Is unity normal vector verifying Divergence Theorem for Cone $\frac{(r \cos \theta, r \sin \theta , -r)}{r \sqrt{2}}$?

Question

Let $z=\sqrt{x^2+y^2}$, $z\leq 3$ and we wish to verify the divergence theorem for

a) $F={2x, 2y,1]$, b) $F={2x, 2y,2z]$ c) $F={2x, 2y,4z]$.

Volumintegral of these are

a) $36 \pi$ b) $54 \pi$ c) $72 \pi$.

For example: $\int_0^{2\pi} \int_0^3 \int_r^3 4 r dz dr d\theta = \int_0^{2\pi} \int_0^3 4r (3-r) dr d\theta = 2 \pi (6r^2-4/3 r^3)_0^3= 36 \pi$.

The otherside of divergence theorem for the top of the cone gives:

a) $9 \pi$ b) $54 \pi$ c) $108 \pi$

and the surface integral for the cone sides are:

a) $27 \pi$ b) $0$ c) $-36 \pi$
The unity normal vector used for the top is [0,0,1] and for side is $\frac{[rcos \theta, r\sin \theta, -r]}{r\sqrt{2}}$. Am I calculating correct?

Answer 1

The unit normal vector used for the top is $(0,0,1)$ and for side is $(−r\cos\theta,−r\sin\theta,r)$

No, this is not right. The cone has its apex at the origin and its base at $z=3$ (it is "standing on its tip") so the outward pointing normal points out radially in the $r$ direction and slightly down the $z$ axis. (You have the right normal for the base of the cone).

Also I don't know how you go that formula but the norm of the vector is $r\sqrt{2}\neq 1$. The correct outward-pointing cone normal is $$\frac{1}{\sqrt{2}} \left(\cos\theta, \sin\theta, -1\right).$$

Answer 2

As you know one should use Jacobi and the length of unity vector is same as the Jacobi and $r\sqrt{2}$ is deleted: $\frac{(r\cos \theta. r\sin \theta, -r)}{r\sqrt{2}} \cdot r\sqrt{2}=(r\cos \theta. r\sin \theta, -r)$

Answer 3

The side of the cone can be parametrized as $\mathbf{r}(z,\theta)=(z\cos(\theta),z\sin(\theta),z)$ for $0 \leq z \leq 3$ and $0 \leq \theta \leq 2\pi$. Then $\mathbf{r}_z \times \mathbf{r}_\theta=(-z\cos(\theta),-z\sin(\theta),z)$. This is an inward normal, as you can see easily by just thinking about the x and y components. (It takes a little bit more thinking to see why the $z$ component of the inward normal has the sign that it does.) So you need to flip it over to make an outward normal for comparison with the divergence theorem.
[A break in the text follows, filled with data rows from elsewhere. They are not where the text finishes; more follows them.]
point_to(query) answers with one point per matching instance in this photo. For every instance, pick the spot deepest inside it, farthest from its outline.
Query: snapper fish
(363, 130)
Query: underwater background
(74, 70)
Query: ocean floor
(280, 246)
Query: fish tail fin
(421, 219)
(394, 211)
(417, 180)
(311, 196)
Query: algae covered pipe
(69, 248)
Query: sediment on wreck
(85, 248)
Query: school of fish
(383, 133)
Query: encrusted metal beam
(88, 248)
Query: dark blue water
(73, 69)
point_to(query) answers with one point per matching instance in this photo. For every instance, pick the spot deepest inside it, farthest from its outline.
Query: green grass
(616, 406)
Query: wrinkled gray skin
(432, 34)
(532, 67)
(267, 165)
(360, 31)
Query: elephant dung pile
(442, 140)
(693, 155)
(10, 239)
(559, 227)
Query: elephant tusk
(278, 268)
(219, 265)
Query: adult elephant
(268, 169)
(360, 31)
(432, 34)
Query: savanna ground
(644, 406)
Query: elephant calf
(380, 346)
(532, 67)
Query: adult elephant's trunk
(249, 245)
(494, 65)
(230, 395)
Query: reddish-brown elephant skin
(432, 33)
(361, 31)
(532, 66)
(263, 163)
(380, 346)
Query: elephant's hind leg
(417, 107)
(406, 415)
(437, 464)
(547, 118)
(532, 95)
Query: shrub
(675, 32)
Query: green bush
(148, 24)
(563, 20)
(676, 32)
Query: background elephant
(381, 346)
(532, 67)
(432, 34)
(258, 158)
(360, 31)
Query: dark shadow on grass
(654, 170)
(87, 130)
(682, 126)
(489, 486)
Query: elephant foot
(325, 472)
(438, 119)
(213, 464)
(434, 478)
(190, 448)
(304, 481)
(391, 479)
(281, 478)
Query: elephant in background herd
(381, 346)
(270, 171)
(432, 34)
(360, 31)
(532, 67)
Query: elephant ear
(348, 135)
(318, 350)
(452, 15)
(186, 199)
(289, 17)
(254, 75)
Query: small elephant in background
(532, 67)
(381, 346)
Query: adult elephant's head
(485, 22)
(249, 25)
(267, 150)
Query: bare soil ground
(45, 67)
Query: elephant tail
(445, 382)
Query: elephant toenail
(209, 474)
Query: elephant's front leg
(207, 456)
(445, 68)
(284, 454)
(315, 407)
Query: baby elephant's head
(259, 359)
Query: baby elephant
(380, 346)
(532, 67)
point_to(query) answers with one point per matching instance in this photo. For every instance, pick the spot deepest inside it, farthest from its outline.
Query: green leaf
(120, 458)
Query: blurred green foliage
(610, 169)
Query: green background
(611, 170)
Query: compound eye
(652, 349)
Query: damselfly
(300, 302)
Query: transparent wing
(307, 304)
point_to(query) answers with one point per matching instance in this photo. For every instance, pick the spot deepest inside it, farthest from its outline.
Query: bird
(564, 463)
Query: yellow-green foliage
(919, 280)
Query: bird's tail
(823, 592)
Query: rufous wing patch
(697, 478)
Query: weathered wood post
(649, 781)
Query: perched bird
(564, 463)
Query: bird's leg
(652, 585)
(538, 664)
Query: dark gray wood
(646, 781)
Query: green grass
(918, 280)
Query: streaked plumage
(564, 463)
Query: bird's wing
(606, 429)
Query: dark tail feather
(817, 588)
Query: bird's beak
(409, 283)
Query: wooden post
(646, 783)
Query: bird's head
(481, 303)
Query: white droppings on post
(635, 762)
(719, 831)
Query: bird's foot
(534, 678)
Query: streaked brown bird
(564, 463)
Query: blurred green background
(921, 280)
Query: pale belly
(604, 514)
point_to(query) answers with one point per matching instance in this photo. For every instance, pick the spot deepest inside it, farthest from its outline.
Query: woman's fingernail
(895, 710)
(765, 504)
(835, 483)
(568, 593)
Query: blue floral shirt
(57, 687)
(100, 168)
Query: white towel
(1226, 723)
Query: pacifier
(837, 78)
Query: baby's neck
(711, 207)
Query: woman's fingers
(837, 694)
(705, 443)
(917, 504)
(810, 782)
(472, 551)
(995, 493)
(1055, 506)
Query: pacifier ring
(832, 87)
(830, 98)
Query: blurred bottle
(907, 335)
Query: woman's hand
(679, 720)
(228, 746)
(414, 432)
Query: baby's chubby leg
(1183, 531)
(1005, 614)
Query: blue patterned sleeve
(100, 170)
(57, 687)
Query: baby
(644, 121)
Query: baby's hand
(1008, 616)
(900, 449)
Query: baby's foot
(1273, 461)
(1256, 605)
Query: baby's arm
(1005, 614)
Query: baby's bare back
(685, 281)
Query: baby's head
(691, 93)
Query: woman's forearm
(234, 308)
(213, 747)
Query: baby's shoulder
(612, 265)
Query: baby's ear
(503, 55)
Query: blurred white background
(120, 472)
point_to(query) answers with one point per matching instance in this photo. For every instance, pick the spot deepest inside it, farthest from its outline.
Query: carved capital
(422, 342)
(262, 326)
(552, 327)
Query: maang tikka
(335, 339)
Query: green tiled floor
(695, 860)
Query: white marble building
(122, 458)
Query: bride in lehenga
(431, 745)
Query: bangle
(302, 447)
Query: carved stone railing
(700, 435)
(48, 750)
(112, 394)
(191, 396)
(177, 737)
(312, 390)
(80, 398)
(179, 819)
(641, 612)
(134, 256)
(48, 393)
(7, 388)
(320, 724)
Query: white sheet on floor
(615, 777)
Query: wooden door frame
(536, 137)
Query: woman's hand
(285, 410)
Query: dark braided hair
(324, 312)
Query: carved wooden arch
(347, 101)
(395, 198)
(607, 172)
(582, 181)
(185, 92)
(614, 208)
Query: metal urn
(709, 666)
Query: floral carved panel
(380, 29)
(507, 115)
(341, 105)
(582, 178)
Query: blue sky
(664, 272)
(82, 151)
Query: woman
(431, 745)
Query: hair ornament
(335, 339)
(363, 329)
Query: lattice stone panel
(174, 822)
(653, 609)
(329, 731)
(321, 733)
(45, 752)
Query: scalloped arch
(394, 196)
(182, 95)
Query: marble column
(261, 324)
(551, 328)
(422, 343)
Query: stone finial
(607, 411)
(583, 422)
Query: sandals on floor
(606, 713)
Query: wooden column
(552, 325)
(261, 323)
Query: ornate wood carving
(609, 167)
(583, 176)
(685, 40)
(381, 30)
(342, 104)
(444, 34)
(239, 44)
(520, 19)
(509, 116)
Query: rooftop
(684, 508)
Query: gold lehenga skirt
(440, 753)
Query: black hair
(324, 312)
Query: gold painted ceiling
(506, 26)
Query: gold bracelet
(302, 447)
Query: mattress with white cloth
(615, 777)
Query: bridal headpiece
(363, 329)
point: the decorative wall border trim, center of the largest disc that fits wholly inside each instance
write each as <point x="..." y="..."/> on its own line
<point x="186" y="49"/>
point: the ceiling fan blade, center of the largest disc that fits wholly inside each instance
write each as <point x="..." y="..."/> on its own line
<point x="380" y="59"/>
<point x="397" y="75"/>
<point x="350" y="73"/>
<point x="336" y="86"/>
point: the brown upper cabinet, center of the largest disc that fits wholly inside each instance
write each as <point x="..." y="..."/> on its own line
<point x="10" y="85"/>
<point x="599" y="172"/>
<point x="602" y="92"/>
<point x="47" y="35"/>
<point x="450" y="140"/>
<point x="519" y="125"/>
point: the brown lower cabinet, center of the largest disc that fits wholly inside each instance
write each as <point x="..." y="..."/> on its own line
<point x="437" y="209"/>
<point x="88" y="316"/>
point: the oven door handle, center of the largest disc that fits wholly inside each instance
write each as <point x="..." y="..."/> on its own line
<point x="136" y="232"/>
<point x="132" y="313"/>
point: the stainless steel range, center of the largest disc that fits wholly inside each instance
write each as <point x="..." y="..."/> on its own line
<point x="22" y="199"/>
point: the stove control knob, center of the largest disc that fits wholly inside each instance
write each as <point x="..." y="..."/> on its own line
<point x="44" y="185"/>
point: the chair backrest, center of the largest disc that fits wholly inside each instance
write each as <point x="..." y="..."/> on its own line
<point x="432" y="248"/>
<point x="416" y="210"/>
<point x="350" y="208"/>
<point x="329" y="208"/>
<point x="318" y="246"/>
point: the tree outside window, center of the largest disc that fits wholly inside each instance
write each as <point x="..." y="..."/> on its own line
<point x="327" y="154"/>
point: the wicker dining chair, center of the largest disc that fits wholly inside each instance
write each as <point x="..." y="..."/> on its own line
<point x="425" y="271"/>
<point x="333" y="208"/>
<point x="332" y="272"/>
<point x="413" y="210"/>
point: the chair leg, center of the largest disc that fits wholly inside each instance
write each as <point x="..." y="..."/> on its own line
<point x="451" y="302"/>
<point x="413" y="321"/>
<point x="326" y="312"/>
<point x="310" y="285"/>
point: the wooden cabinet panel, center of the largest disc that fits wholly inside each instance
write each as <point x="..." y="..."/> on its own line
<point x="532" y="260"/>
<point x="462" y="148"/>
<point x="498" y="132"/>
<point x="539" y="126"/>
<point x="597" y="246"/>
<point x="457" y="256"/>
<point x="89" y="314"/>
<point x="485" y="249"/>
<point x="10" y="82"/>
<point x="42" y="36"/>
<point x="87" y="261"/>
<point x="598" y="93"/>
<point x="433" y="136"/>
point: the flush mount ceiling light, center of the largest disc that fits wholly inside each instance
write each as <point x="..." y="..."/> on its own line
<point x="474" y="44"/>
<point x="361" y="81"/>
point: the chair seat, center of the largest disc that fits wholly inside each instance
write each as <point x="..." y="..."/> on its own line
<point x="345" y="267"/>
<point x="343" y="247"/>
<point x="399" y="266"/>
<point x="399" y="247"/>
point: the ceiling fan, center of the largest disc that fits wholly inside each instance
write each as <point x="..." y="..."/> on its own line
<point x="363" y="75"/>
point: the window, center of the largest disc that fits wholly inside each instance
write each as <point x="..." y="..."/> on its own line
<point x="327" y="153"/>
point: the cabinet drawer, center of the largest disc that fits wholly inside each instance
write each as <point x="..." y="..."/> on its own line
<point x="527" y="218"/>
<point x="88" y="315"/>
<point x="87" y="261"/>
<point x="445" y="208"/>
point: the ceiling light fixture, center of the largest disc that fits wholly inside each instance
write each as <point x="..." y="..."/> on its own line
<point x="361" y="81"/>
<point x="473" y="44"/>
This normal isn't unit, but for purposes of computing the surface integral with a parametrization that doesn't actually hurt anything (because you wind up multiplying $\mathbf{F} \cdot \mathbf{n}$ by the magnitude of this vector anyway to compute the scalar surface integral), so the surface integral becomes $\int_0^3 \int_0^{2\pi} \mathbf{F} \cdot (z\cos(\theta),z\sin(\theta),-z) d \theta dz.$ So the first case gives an integrand of $2z^2 - z$, the second case gives an integrand of $0$, and the third case gives an integrand of $-2z^2$. So the results for the fluxes through the side should be $27\pi,0$ and $-36\pi$ respectively.

The flux through the top is easily calculated as it is just the constant value of the $z$ component times the area of the circle which is $9\pi$. So these are $9\pi,54\pi$ and $108\pi$ respectively.

Your volume integral for the first case seems to be incorrect as well, since the divergence of the field is just $4$ so you get $4$ times the volume of the cone which is $36\pi$, consistent with what I obtained for the surface integrals.

In short, the normal vector doesn't get changed; you just had an error in your volume integral in part (a) that made you think that your incorrect surface integral computation was correct.